Sea-flower. Anemone. Coral. Australia. A shark’s fin cutting water. An enemy. In drifts of a dream, she sees him alone on the island and somehow she is there with him, they are sleeping on the stones.
‘…Con?…’
His breathing.
‘…Would you like…Are you tired?’
That hour you watched him swimming. A night you did not sleep at all. Was that love? Does the body remember? The words cried out, or whispered, or withheld. Intimacies of lovers. Unwritten verbs and nouns. A night you awoke to his touch and he wanted you both to be silent; and all night long you were silent together, except for those seconds when it was impossible to be silent. Those days when you were new married, before everything changed. Those hours you walked together in Washington Square Park scarcely able to wait for the nightfall.
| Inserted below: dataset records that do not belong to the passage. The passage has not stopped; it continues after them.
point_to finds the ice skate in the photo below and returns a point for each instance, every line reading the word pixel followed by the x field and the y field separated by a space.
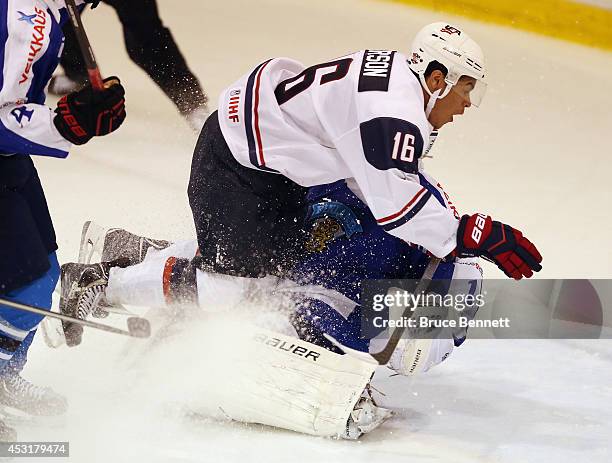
pixel 365 417
pixel 7 434
pixel 108 244
pixel 82 293
pixel 21 394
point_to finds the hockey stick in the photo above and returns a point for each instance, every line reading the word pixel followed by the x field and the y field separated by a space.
pixel 137 327
pixel 384 355
pixel 93 71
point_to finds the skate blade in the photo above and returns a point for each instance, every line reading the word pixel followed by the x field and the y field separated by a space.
pixel 53 332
Looking down on the dot of the bed from a stupefying height; then dropping toward it suddenly through interstellar space. Around her, as she plummets, hurtle ribbons of light, which are palpitant, somehow, with the earth-aromas of their bodies. Elizabeth and Winterton coupling in a stagecoach. A hospital ward in the War.
She awakens with a judder to find that he has lit a candle on the dresser. She looks at the clock. She has been asleep three hours. His white, flaccid shoulders; his untied hair. The body of a man past the midpoint of a life. As though everything he feels – has ever felt, perhaps – has enwrapped him like a caul of unwanted flesh. Faded scars of Tasmania across his back.
‘Do you think the boy is dead, Lucia?’
‘– Con…You must sleep.’r />
He nods without turning.
‘Yes.’
‘You did your best for him, Con. You must never think – ’
‘I cannot…seem to speak of it. I am sorry.’
‘Are you sick? You look pale. Won’t you come away from the window?’
‘Not sick. I am very thirsty.’
‘Can I fetch you some water?’
‘You’re not tired.’
‘It would only take a moment.’
‘Thank you.’
She rises, puts on her nightgown. He does not look at her as she does. The house through the darkness, the ghosts of the kitchen. The guillotine of an ancient mangle. Something scuttles by the door. From the press she takes a jug of water left to cool by Elizabeth, who is sleeping in her chair by the embers.
The palliasse in the corner. Its blanket triangled, as though the kitchen were to be inspected by a sergeant. The boy’s trousers and a shirt folded neatly by the pillow. A book he was reading; face down.
‘Lucia?’
‘Yes?’
‘Do you think we should not have married? I should value your complete honesty. Has it been a very great mistake?’
‘I suppose…I have sometimes been confused. You are not an easy person to be married to…And I am not an easy person to be married to, either.’
‘We did not know each other very well. When we married, I mean. Perhaps we should have waited longer, as your father would have wished.’
‘Perhaps…That would have been wiser…I suppose all married people must have such thoughts from time to time.’